Once the secrets are configured, add these jobs to your CI/CD workflow (.github/workflows/ci.yml). They run on version tag pushes alongside the existing release job:

publish-chrome:
  name: Publish to Chrome Web Store
  needs: build
  if: startsWith(github.ref, 'refs/tags/v')
  runs-on: ubuntu-latest
  steps:
    - uses: actions/checkout@v4

    - name: Package extension
      run: |
        cd integrations/extension
        zip -r ../../joe-links-extension.zip \
          manifest.json background.js options.html options.js \
          popup.html popup.js icons/

    - name: Upload and publish
      run: |
        npx chrome-webstore-upload-cli@3 upload \
          --source joe-links-extension.zip \
          --auto-publish
      env:
        EXTENSION_ID: ${{ secrets.CHROME_EXTENSION_ID }}
        CLIENT_ID: ${{ secrets.CHROME_CLIENT_ID }}
        CLIENT_SECRET: ${{ secrets.CHROME_CLIENT_SECRET }}
        REFRESH_TOKEN: ${{ secrets.CHROME_REFRESH_TOKEN }}

publish-firefox:
  name: Publish to Firefox Add-ons
  needs: build
  if: startsWith(github.ref, 'refs/tags/v')
  runs-on: ubuntu-latest
  steps:
    - uses: actions/checkout@v4

    - name: Submit to AMO
      run: |
        npx web-ext@8 sign \
          --source-dir integrations/extension \
          --channel listed
      env:
        WEB_EXT_API_KEY: ${{ secrets.AMO_JWT_ISSUER }}
        WEB_EXT_API_SECRET: ${{ secrets.AMO_JWT_SECRET }}

---

Publishing flow

1. Update the extension version in integrations/extension/manifest.json
2. Commit and tag a release:

   git tag vX.Y.Z && git push origin vX.Y.Z

3. The CI workflow:
   • Runs lint and tests
   • Packages the extension zip
   • Uploads to Chrome Web Store and submits for review
   • Uploads to Firefox Add-ons and submits for review
4. Both stores review the update (minutes to a few days)
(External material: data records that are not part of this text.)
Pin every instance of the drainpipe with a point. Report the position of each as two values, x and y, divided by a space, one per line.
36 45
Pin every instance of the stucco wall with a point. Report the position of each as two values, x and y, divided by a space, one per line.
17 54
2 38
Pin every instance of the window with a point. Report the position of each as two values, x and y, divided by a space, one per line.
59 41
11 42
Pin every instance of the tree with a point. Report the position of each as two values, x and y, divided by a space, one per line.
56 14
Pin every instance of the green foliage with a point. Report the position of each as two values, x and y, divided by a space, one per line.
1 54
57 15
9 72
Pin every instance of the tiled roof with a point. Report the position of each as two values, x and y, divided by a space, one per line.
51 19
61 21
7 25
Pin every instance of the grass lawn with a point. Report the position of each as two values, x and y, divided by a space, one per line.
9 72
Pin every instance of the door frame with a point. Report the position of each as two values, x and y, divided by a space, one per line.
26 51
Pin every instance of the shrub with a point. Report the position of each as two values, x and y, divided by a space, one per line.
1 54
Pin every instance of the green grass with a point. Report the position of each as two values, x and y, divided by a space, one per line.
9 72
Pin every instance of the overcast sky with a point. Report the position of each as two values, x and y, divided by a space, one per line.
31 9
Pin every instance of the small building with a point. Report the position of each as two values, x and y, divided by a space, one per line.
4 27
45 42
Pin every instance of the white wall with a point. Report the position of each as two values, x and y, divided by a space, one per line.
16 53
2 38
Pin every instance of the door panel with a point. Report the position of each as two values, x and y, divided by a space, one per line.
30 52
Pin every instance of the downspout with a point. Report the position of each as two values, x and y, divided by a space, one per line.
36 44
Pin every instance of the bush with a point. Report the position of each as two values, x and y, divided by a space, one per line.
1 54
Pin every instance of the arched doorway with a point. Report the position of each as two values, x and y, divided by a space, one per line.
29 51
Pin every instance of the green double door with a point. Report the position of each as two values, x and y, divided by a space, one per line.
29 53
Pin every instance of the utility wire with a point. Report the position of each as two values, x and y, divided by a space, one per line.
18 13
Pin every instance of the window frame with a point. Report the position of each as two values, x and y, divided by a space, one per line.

Version numbers must be unique

You cannot re-upload the same version number to either store. Always bump the version in manifest.json before tagging.

---

Gotchas

Issue	Details
Chrome review times	Unpredictable — minutes to several days. Extensions with broad permissions (<all_urls>) may trigger manual review.
Chrome refresh token expiry	Set OAuth consent screen to "In production" or the token expires in 7 days.
Chrome rate limits	Max ~20 uploads per day per extension.
Firefox source code	Not required since joe-links ships raw (unbundled) JS — no build step to verify.
Firefox signing	Listed extensions are signed automatically after review approval.
AMO key rotation	Regenerating AMO credentials immediately invalidates old ones.